DMFT vs Second Order Perturbation Theory for the Trapped 2D Hubbard-Antiferromagnet
Andreas D. Pfister, Eberhard Jakobi, Tobias Gottwald, Peter G. J., van Dongen

TL;DR
This paper compares DMFT and second order perturbation theory for 2D trapped Fermi-Hubbard models, showing that DMFT effectively captures antiferromagnetic phases despite quantum fluctuations.
Contribution
It provides a detailed comparison between DMFT and a self-consistent second order perturbation approach for 2D systems, highlighting the roles of quantum and spatial fluctuations.
Findings
Quantum fluctuations significantly reduce order parameters and critical temperatures.
Spatial fluctuations mainly affect phase transitions and boundaries.
DMFT remains a good approximation for experimentally relevant system sizes.
Abstract
In recent literature on trapped ultracold atomic gases, calculations for 2D-systems are often done within the Dynamical Mean Field Theory (DMFT) approximation. In this paper, we compare DMFT to a fully two-dimensional, self-consistent second order perturbation theory for weak interactions in a repulsive Fermi-Hubbard model.
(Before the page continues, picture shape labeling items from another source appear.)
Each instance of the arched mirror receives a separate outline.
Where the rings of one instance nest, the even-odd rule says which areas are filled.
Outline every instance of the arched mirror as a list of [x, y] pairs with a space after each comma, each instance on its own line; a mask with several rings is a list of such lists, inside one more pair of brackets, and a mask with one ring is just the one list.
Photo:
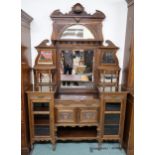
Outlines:
[[60, 39], [95, 39], [92, 32], [83, 25], [73, 25], [68, 27]]
[[91, 49], [61, 50], [61, 87], [91, 87], [93, 61], [94, 52]]

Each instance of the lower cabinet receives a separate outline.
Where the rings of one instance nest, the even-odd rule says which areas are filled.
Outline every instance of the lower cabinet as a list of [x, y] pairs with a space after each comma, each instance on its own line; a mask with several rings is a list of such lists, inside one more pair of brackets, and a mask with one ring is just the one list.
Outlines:
[[101, 103], [101, 135], [104, 140], [117, 140], [122, 147], [126, 93], [104, 93]]
[[[98, 123], [98, 108], [56, 108], [56, 123], [60, 124], [92, 124]], [[69, 125], [69, 124], [68, 124]]]
[[95, 100], [54, 99], [28, 93], [30, 143], [57, 140], [115, 140], [122, 146], [127, 93], [103, 93]]

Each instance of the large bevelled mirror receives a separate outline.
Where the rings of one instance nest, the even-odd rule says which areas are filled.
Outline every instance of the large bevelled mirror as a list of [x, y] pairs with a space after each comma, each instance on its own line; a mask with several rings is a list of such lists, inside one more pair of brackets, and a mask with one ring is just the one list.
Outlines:
[[61, 50], [61, 87], [93, 85], [94, 52], [91, 49]]
[[60, 39], [95, 39], [91, 31], [83, 25], [68, 27]]

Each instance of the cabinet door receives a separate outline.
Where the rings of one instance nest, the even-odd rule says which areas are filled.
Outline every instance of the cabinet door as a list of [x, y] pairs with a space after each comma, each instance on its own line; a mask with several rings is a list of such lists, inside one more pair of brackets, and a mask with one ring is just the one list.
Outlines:
[[104, 135], [120, 135], [122, 101], [105, 101]]
[[97, 123], [98, 110], [97, 109], [80, 109], [79, 123]]
[[56, 116], [57, 123], [76, 123], [76, 111], [75, 109], [61, 109], [58, 108]]

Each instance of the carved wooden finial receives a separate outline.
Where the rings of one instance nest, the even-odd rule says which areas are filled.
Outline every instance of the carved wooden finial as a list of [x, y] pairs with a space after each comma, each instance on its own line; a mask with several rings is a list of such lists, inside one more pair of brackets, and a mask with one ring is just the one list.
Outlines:
[[84, 11], [84, 7], [80, 3], [77, 3], [72, 7], [72, 11], [75, 14], [80, 14]]

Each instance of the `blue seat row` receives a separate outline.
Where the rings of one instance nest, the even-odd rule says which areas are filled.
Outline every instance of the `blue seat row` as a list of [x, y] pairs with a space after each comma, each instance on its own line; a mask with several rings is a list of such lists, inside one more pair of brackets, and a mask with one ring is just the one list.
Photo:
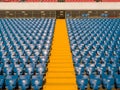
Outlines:
[[67, 19], [78, 87], [120, 88], [120, 19]]
[[0, 88], [7, 88], [8, 90], [13, 90], [15, 88], [26, 90], [28, 88], [33, 88], [34, 90], [39, 90], [43, 85], [43, 80], [43, 76], [40, 75], [8, 75], [6, 77], [0, 75]]
[[55, 19], [0, 19], [0, 89], [44, 84]]

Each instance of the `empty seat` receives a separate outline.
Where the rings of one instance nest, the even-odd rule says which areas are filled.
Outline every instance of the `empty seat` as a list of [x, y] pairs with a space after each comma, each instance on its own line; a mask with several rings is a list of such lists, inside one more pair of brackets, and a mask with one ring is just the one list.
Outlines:
[[32, 76], [31, 79], [31, 86], [34, 90], [39, 90], [40, 88], [42, 88], [43, 85], [43, 76], [42, 75], [38, 75], [38, 76]]
[[5, 84], [8, 90], [13, 90], [17, 87], [18, 76], [9, 75], [6, 77]]

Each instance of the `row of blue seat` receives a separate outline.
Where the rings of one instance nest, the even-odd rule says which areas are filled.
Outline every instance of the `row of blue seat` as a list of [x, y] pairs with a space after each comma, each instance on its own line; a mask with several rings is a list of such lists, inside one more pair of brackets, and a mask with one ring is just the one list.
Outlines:
[[9, 75], [6, 77], [0, 75], [0, 88], [7, 88], [8, 90], [15, 88], [20, 88], [21, 90], [27, 90], [28, 88], [39, 90], [43, 83], [42, 75]]
[[66, 21], [78, 87], [120, 88], [120, 19]]
[[0, 89], [44, 84], [55, 19], [0, 19]]

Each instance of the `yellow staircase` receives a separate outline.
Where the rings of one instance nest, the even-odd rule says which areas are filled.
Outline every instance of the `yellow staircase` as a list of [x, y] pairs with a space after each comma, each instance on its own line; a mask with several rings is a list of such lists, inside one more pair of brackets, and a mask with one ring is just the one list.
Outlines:
[[43, 90], [77, 90], [65, 19], [57, 19]]

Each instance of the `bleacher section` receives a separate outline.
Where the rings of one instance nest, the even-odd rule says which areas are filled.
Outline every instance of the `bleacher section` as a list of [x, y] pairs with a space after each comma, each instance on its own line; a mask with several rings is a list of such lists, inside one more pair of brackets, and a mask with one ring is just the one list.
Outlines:
[[42, 88], [55, 19], [0, 19], [0, 89]]
[[101, 0], [102, 2], [120, 2], [120, 0]]
[[120, 0], [0, 0], [0, 2], [120, 2]]
[[95, 0], [65, 0], [65, 2], [95, 2]]
[[78, 87], [120, 89], [120, 19], [67, 19], [67, 25]]

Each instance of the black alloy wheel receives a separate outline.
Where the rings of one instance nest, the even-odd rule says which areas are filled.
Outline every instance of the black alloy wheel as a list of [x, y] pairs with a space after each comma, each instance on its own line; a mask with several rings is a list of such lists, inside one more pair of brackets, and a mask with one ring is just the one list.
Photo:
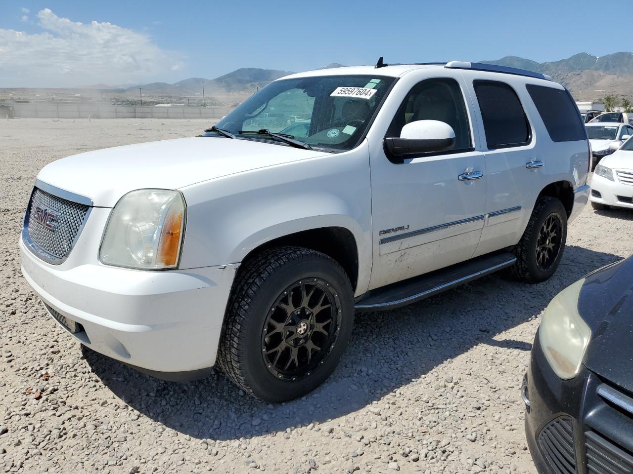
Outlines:
[[521, 240], [515, 247], [517, 262], [510, 269], [528, 283], [545, 281], [556, 271], [567, 238], [567, 210], [560, 200], [541, 196]]
[[339, 295], [317, 278], [297, 281], [277, 298], [264, 324], [264, 362], [275, 377], [296, 380], [323, 363], [341, 327]]
[[265, 250], [235, 276], [218, 362], [245, 392], [287, 401], [330, 376], [353, 325], [354, 291], [337, 262], [303, 247]]
[[536, 241], [536, 264], [547, 271], [553, 265], [560, 251], [563, 222], [556, 212], [549, 214], [541, 226]]

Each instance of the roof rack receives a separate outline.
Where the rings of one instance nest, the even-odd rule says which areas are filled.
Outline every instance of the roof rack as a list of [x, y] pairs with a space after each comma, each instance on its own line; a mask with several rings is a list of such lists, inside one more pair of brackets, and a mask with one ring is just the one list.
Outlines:
[[534, 77], [537, 79], [544, 79], [548, 81], [553, 80], [549, 76], [546, 74], [535, 73], [534, 71], [528, 71], [525, 69], [518, 69], [517, 68], [510, 68], [507, 66], [487, 64], [484, 63], [470, 63], [467, 61], [451, 61], [446, 63], [444, 67], [448, 69], [470, 69], [473, 71], [504, 73], [505, 74], [513, 74], [515, 76], [527, 76], [527, 77]]
[[[471, 63], [468, 61], [449, 61], [448, 62], [442, 61], [441, 63], [411, 63], [416, 66], [443, 66], [448, 69], [470, 69], [472, 71], [487, 71], [491, 73], [503, 73], [504, 74], [513, 74], [515, 76], [526, 76], [527, 77], [534, 77], [537, 79], [544, 79], [546, 81], [553, 81], [551, 77], [546, 74], [535, 73], [534, 71], [528, 71], [527, 69], [518, 69], [518, 68], [510, 68], [507, 66], [498, 66], [497, 64], [488, 64], [485, 63]], [[401, 63], [391, 63], [387, 64], [383, 61], [382, 56], [378, 59], [375, 68], [384, 68], [387, 66], [401, 66]]]

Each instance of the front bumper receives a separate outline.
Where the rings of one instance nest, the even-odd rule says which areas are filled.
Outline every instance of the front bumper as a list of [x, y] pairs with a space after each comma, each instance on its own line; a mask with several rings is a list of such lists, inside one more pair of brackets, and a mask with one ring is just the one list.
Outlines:
[[541, 474], [633, 472], [633, 412], [608, 402], [598, 389], [631, 394], [584, 366], [575, 378], [559, 379], [537, 334], [525, 383], [525, 435]]
[[[616, 174], [615, 171], [613, 174]], [[592, 192], [589, 199], [592, 202], [633, 209], [633, 186], [622, 184], [617, 176], [614, 176], [614, 179], [615, 181], [610, 181], [594, 173], [591, 177]]]
[[168, 379], [198, 377], [215, 363], [237, 265], [144, 271], [75, 258], [54, 265], [22, 240], [20, 248], [27, 281], [53, 312], [81, 325], [72, 336], [82, 344]]

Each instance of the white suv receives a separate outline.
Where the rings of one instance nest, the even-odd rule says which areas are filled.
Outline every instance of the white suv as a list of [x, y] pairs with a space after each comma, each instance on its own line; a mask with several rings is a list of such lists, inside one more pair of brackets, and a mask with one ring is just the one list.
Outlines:
[[542, 75], [382, 60], [295, 74], [200, 137], [46, 166], [22, 271], [98, 352], [172, 380], [217, 362], [287, 400], [334, 370], [354, 310], [504, 268], [549, 278], [589, 165], [578, 109]]

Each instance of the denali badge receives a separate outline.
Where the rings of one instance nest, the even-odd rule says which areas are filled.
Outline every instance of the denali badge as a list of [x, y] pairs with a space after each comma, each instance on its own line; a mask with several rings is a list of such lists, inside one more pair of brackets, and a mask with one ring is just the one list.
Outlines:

We investigate the role of quantum and of spatial fluctuations when the system is in the antiferromagnetic phase, and find that, while quantum fluctuations decrease the order parameter and critical temperatures drastically, spatial fluctuations only play a noticeable role when the system undergoes a phase transition, or at phase boundaries in the trap. We conclude from this that DMFT is a good approximation for the antiferromagnetic Fermi-Hubbard model for experimentally relevant system sizes.